Social Security Fund Prioritizes Energy and Infrastructure Sectors to Diversify Massive NPR 111 Billion Deposit Base
The Social Security Fund (SSF), managing a massive deposit base of over NPR 111 billion, has announced a major shift toward financing national infrastructure projects, including hydropower, solar energy, and clinker production. Moving away from passive bank deposits to maximize economic growth, the fund has established strict risk-mitigation guidelines, such as capping power project investments to a minimum capacity of 20 megawatts and requiring a minimum of 30 percent equity.

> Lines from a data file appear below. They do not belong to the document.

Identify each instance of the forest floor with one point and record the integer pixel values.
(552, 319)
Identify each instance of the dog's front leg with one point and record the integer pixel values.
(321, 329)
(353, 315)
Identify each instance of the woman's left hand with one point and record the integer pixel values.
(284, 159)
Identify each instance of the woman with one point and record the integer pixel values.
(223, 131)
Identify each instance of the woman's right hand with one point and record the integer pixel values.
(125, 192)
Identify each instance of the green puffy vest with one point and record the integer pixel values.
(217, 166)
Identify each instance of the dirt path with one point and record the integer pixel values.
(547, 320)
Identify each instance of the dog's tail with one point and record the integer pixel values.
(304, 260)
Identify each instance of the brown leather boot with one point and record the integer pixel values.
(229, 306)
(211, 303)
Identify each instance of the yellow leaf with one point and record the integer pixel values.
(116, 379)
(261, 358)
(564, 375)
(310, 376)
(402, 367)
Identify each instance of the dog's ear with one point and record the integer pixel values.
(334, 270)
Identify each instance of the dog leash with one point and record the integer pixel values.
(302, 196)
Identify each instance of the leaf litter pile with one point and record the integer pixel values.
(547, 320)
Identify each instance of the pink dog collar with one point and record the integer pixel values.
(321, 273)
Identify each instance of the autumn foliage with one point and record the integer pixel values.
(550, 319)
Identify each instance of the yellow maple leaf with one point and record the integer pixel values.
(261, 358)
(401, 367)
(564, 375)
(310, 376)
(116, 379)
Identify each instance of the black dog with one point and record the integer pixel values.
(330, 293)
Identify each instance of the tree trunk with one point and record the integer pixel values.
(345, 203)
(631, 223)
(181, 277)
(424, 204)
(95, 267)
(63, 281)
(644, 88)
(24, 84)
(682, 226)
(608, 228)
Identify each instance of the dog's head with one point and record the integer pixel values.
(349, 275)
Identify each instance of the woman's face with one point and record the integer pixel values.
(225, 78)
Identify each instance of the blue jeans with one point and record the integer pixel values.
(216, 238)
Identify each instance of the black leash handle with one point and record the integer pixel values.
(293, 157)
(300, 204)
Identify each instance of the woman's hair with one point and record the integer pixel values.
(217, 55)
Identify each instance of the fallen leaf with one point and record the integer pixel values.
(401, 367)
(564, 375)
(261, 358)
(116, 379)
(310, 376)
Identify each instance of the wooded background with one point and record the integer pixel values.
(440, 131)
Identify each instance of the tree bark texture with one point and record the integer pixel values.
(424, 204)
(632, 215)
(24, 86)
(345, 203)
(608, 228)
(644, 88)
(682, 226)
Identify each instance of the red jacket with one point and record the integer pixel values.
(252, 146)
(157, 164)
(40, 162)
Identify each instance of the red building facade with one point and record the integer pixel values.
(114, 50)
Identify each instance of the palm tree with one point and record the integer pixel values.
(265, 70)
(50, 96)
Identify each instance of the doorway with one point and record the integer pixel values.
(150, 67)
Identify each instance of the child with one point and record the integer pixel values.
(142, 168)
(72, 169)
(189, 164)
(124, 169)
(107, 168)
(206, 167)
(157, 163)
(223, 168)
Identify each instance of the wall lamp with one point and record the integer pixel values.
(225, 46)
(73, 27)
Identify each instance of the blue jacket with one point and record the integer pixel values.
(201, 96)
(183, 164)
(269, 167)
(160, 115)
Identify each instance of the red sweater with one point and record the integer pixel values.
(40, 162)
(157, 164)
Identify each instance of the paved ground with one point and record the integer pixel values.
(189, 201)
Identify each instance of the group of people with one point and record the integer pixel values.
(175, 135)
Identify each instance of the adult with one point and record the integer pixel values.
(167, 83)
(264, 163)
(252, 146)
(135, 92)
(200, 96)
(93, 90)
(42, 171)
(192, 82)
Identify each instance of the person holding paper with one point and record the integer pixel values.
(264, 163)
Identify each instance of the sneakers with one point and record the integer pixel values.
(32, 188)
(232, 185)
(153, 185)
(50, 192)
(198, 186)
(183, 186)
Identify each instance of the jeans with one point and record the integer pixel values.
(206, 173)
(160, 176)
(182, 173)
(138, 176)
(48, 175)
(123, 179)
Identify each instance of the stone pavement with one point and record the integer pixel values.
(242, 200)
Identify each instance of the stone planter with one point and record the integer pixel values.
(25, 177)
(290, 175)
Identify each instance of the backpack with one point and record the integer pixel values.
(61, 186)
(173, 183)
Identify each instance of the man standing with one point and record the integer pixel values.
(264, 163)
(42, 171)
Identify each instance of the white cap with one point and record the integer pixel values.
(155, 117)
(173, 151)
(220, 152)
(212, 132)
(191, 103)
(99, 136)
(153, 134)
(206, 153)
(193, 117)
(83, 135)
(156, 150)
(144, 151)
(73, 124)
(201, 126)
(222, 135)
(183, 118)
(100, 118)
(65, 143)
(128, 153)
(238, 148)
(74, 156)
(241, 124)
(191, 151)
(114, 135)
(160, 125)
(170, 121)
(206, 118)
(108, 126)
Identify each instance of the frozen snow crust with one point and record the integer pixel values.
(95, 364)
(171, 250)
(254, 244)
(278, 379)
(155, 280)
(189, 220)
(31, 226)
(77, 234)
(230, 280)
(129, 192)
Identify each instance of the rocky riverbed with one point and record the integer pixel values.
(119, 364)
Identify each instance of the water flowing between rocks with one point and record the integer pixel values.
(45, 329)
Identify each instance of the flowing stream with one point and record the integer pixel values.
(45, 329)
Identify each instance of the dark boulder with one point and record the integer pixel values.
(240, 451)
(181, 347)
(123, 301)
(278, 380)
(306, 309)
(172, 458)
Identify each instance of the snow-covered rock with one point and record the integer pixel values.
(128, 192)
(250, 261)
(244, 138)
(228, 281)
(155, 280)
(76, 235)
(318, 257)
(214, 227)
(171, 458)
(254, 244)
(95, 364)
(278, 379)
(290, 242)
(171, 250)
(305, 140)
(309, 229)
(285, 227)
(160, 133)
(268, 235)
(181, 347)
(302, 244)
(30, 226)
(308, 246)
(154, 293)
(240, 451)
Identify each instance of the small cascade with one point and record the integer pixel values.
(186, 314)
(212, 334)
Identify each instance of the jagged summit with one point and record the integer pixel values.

The implementation of the upcoming fiscal year’s budget policy has opened up a clear legal framework for the Social Security Fund (SSF) to deploy its vast pool of public capital into productive economic sectors. To safeguard its contributors' wealth while financing national development, the SSF Board of Directors has established precise credit and risk management guidelines. The fund is prepared to offer fixed capital, working capital, or revolving credit facilities across tourism, construction, IT, services, and agricultural sectors, provided companies display high repayment capacities backed by adequate corporate collateral or state guarantees. However, risk aversion remains a central theme in the fund's infrastructure policy. Director Regmi emphasized that the SSF will strictly avoid investing in any electricity project with an output capacity below 20 megawatts, or projects managed entirely by private entities. Furthermore, funding will be denied to power projects with conditional Power Purchase Agreements (PPAs), projects lacking a completed substation connectivity framework under the Nepal Electricity Authority (NEA), or any venture that fails to maintain at least a 30 percent equity base.